Composite Measure Versus Single Item
We found no differences in variance components between self-rated health, including three items, and the general health item, suggesting that the essence of self-rated health does not appear to differ when measured by one single general item or a summed scale. A study on construct validity and functioning of a five-item general health scale ( Bjorner and Sondergaard Kristensen 1999Citation) suggested some degree of heterogeneity, but the items measuring current health had the highest loading. The authors conclude that the scale had good concurrent validity as judged from associations with physical, mental, and functional problems. We too found that the general health item had the highest loading on a first principal component. We doubt that the age-group differences are a function of the use of a composite scale versus a single item. Nevertheless, the meaning of self-rated health may differ by age group, and our findings may reflect shifts in the subjects' basis for health evaluation.

Limitations
Twin studies are sometimes criticized for the assumption that environmental similarity of MZ twins equals that of DZ twins. If MZ twins are treated more similarly than DZ twins, greater similarity in MZ twins for self-rated health could in part reflect this differential treatment. However, studies of the equal environment assumption for a wide variety of characteristics have shown that differential treatment is of little or no importance for twin similarity ( Kendler, Gardner, and Charles 1998Citation; Loehlin and Nichols 1976Citation; Scarr and Carter-Saltzman 1979Citation).

Model fitting, which estimates the magnitude of the heritable and environmental components for self-rated health, cannot reveal how these anonymous variance components act and interact with each other. We do not know, for example, if specific genes for chronic diseases could be expressed differentially depending on environmental factors.

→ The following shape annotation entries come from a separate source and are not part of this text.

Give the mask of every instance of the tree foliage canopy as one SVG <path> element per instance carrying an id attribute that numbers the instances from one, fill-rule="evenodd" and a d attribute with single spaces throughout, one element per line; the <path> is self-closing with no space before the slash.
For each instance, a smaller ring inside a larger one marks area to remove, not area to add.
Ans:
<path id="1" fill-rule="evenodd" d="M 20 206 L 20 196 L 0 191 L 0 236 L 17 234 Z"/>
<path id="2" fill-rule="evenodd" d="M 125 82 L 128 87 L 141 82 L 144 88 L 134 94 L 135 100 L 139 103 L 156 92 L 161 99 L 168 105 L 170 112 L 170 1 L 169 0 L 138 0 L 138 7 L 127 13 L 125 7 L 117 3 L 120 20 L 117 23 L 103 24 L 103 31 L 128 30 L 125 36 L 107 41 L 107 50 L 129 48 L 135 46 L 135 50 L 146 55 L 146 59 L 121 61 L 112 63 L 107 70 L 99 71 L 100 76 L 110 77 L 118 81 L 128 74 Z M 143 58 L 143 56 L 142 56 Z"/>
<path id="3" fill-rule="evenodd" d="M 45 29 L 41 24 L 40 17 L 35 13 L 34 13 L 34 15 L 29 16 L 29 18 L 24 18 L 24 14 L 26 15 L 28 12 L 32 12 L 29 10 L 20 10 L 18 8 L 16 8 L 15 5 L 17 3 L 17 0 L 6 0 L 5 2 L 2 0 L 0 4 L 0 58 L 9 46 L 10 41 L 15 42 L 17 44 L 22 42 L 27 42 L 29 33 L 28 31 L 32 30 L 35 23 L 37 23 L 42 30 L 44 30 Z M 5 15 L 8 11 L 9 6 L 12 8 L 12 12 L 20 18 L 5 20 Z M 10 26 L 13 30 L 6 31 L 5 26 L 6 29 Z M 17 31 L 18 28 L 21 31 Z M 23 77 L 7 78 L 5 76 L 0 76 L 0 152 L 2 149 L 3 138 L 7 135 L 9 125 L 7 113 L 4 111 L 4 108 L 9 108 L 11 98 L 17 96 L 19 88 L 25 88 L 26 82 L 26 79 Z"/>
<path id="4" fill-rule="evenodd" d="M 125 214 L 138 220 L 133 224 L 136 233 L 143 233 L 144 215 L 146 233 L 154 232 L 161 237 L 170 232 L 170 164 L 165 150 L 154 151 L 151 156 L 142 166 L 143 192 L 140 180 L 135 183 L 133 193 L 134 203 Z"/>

The size of our sample might give limited power to detect sex differences in the variance components. However, power calculations at a significance level of .05 and a heritability of 40%, as reported for the age groups 45–64 and 65–74, reveal that we have 80% and >95% power, respectively, to detect whether different genes are operating in men than in women. As there is no significant genetic variation in the youngest and oldest age groups, it is meaningless to test for a significant difference in genetic effects for men and women. Strengths in our study are the inclusion of opposite-sexed twins as well as all adult ages. The findings presented here, based solely on cross-sectional data, can be seen as a first step in identifying factors involved in the self-evaluation of one's own health as well as a step toward examining individual differences in self-rated health across the life span.

Conclusion
The purpose of this study was to explore age-group and sex differences in genetic and environmental sources of variation for self-rated health. We found age-group differences in variance components, but no significant sex differences. We conclude that individual specific environmental factors are of greatest importance for individual differences in self-rated health at all ages. Genetic factors are also of importance in older ages (45–74), when chronic diseases start to be more common. After the age of 75, environmental factors are again the sole source of variation. These findings, based on cross-sectional data, suggest that it might be more fruitful to explore the origins of individual differences in self-rated health in the context of an individual's age and birth cohort rather than in the context of sex.


    Acknowledgments
 
This study was conducted with support of a grant from the Swedish Council for Planning and Coordination of Research (FRN). Data collection was supported by the National Institute on Aging Grant AG-08754, Astra Hässle, and Pharmacia-Upjohn.

Received for publication May 28, 2000. Accepted for publication November 21, 2000.